Happy Monday Everyone,

I saw this article referencing a review by Nature. It talks about machine learning as applied to chemistry and materials science, and thought to read the original paper (which can be found here behind a pay wall. Try sci-hub). Today we will be discussing some of the ideas in “Machine learning for molecular and materials science.”

The beginning of the article is rather concise: The Schrödinger equation was so effective at allowing the physicist to calculate, from the relative distribution of electrons, the physical and chemical properties of an element, that in 1929 Paul Dirac claimed that the underlying physical laws of chemistry are “completely known.” In the 1960s the first program was made that could apply these calculations to predict the chemical property of an element ab-initio (ab-initio means from the basic physical laws). Modern algorithms and computers allow us to do this for thousands of atoms, but the more atoms you add, there is an exponentially increasing cost to the calculation, as a result shortcuts start being desirable. Enter the world of machine learning.
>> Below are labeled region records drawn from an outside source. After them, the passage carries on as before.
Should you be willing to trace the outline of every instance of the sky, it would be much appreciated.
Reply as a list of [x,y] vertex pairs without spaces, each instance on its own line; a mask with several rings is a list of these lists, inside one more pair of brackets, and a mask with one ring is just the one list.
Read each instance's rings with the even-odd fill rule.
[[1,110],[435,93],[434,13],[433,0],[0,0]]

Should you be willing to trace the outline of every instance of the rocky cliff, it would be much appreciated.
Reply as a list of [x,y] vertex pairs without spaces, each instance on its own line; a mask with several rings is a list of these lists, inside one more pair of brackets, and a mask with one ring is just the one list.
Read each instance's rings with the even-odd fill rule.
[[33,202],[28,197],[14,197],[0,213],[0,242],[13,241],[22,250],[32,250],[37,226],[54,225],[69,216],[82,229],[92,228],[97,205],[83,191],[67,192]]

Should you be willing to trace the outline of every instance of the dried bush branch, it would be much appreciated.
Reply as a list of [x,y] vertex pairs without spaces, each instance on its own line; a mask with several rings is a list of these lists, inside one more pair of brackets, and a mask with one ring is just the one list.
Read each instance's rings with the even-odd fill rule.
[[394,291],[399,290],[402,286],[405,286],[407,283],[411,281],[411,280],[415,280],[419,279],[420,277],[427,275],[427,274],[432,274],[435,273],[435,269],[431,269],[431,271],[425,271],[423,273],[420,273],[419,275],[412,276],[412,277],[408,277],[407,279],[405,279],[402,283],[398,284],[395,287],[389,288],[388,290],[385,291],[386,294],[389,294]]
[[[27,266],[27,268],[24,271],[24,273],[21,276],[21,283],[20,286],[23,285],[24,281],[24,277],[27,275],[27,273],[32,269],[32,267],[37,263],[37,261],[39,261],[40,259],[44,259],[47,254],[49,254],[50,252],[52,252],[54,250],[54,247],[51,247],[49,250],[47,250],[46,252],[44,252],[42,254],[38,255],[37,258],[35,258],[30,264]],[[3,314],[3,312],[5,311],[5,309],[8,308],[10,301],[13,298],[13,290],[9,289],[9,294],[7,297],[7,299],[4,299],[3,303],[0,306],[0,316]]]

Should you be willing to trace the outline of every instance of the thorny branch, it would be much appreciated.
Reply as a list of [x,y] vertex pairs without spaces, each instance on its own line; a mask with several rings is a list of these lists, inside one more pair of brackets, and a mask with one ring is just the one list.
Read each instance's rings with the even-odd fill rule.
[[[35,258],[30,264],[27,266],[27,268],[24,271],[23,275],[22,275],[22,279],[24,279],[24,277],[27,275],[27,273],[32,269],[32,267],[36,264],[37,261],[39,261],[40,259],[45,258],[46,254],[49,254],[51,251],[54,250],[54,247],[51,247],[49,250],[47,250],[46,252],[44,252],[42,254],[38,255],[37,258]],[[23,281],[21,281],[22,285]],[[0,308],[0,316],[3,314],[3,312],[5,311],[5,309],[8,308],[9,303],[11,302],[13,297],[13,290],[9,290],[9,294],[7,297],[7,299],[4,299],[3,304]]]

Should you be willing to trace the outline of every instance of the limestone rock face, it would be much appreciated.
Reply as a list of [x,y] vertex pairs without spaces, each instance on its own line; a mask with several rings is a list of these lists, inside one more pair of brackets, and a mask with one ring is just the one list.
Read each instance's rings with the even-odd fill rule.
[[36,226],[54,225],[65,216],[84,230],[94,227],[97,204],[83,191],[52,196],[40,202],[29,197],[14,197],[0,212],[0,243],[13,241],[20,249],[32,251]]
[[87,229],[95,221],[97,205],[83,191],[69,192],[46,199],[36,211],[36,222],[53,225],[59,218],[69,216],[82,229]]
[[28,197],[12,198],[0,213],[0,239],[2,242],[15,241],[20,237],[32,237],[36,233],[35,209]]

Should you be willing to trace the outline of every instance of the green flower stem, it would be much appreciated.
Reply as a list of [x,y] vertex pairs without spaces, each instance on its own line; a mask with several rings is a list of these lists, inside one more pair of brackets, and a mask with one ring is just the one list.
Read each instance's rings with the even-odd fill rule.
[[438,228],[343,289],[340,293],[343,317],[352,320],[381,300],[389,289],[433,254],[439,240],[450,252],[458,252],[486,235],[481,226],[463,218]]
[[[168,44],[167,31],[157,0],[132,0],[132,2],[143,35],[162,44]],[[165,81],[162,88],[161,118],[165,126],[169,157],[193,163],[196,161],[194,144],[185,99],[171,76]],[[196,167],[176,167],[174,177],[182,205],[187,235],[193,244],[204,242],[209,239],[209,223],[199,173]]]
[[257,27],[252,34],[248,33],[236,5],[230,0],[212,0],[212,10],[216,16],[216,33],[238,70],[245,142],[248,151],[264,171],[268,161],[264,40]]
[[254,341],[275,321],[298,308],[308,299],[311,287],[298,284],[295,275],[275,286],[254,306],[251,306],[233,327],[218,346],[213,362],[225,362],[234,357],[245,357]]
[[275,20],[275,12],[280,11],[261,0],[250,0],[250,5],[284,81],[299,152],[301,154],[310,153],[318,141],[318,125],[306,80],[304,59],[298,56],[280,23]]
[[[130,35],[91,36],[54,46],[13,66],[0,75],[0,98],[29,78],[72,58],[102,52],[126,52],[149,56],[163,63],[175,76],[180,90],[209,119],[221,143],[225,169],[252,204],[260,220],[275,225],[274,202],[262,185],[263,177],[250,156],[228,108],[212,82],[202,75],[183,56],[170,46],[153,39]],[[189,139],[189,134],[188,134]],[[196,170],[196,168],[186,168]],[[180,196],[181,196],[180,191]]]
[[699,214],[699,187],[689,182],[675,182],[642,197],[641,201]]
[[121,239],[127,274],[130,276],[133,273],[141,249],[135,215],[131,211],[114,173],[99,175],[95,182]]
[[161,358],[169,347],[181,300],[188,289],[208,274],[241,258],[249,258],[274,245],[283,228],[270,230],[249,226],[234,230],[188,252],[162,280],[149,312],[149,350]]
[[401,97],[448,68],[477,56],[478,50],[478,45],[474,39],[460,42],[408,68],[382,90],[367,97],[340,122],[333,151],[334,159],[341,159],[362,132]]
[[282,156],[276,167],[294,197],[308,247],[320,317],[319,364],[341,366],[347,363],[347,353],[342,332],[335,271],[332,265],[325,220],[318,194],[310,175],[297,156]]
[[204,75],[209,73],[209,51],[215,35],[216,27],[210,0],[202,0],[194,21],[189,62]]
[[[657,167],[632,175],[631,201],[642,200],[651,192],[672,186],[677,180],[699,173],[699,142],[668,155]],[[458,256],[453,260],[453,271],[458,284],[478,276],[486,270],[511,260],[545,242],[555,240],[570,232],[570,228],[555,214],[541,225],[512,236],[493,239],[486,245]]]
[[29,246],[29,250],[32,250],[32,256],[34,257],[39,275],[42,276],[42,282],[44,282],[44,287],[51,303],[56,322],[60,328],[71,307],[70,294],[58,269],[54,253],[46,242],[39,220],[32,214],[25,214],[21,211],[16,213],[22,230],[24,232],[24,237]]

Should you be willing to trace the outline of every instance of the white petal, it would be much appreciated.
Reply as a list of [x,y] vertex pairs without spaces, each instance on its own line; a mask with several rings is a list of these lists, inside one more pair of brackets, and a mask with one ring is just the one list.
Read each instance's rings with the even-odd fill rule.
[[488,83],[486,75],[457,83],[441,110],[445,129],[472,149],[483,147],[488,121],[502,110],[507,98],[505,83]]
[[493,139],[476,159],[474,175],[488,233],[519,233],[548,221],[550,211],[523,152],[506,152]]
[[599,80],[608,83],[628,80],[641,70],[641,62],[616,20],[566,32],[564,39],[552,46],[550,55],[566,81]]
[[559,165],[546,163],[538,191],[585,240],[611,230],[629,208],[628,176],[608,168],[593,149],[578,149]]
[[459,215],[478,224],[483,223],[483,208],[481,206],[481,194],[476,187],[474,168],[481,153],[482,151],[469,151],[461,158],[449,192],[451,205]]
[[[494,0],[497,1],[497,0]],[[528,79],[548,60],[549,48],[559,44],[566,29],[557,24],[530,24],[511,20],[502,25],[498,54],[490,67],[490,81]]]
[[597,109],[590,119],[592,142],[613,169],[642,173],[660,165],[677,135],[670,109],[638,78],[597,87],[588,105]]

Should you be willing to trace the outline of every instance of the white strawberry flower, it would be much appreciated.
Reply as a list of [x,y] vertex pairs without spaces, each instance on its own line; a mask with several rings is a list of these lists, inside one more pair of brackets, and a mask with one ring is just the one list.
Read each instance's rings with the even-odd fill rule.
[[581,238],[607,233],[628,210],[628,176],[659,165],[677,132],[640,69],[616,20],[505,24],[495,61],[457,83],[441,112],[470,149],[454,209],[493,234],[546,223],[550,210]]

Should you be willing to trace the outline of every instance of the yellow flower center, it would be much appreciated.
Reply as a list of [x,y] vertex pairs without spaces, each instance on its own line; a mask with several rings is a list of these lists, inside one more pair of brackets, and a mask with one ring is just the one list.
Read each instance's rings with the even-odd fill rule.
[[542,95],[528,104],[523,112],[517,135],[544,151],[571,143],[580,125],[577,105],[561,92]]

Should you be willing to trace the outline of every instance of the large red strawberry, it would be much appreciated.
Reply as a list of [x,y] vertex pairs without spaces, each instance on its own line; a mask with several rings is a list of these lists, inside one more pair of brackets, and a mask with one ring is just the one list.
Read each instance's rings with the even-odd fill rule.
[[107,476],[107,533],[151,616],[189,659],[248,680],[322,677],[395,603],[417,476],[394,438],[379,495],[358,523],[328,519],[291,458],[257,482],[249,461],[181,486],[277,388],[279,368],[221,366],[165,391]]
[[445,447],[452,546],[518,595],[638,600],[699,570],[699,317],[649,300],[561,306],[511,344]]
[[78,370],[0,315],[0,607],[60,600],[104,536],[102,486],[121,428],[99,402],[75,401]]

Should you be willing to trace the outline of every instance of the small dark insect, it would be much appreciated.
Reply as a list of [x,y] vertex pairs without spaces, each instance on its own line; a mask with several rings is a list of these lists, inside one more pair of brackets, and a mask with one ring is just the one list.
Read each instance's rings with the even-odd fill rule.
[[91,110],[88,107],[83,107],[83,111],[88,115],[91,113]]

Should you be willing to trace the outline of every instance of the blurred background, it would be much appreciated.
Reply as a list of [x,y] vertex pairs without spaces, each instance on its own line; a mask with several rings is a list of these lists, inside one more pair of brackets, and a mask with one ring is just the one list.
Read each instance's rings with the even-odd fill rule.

Machine learning by definition is a machine coming up with a solution, an algorithm or an optimized set of parameters, without being explicitly programmed to do so. This consists translating the thing you want it to do into a “cost” function, which the machine will try to minimize. Linear regression (the tool in excel and other graphing programs that makes a trend line from a bunch of random data points) is a particularly simple example of this, where the distance between the line and the points is the cost, and the machine iterates in one or another direction until it finds a line that is the least far away from all points. Linear regression is machine learning.

For chemistry however, the article discussed X other algorithms that are common and useful:

  1. Naive Bayes Clusters – Applies Bayes’ Theorem, to find the “most probable hypothesis” using past and known data.
  2. K-nearest neighbor – Finds materials most similar to the current one in known properties to predict the physical or chemical property in question.
  3. Decision Trees – creates a logical diagram similar to a flow chart that focuses on the probability of a given outcome where each decision is a parameter. This is a favourite in predictive analytics both for it’s simplicity and for it’s for the easy way the model can be translated into a set of rules people can act on.
  4. Kernel Methods – of which one of the most popular and well-known is the Support Vector Machine (SVN). I know virtually nothing about these and will say no more about them.
  5. Neural Networks – Who knows about machine learning and hasn’t heard of these?

In materials science, the cost function could be based on having the machine try to predict the property of a material given some known data. Perhaps given it’s chemical formula and structure it tries to predict whether the material can crystallize. In organic chemistry, cost functions could be finding the most efficient way to produce X compound with Y starter materials, and in fact machine learning has been used to create/discover new organic synthesis pathways.

Once the cost function is defined, a set of training data is amassed. This can come from one of many existing databases (ChEMBL, AFLOWLIB, and the Crystallography Open Database are all examples. More are given in the Nature paper). To prevent over-fitting, usually about 20% of the training data is initially set aside and after the models have been trained, they are tested against this 20%. A model over fits when it starts memorizing particulars of the data set rather than generalizing it’s rules.

The article goes on to recommend chemists start sharing their data in a way that is not just conducive for publishing to be read by other chemists, but also formatting it into a standardized format that machines can easily read. The article speculates about the possibilities of quantum computing for powerful computational chemistry as well as the possibility of machine learning being used to discover new chemical principles, and what that might look like. I highly recommend you check it out.

On another week I would like to look at one or more of these machine learning algorithms in more detail and perhaps go over an example, applying it to an open source chemical database to generate useful conclusions.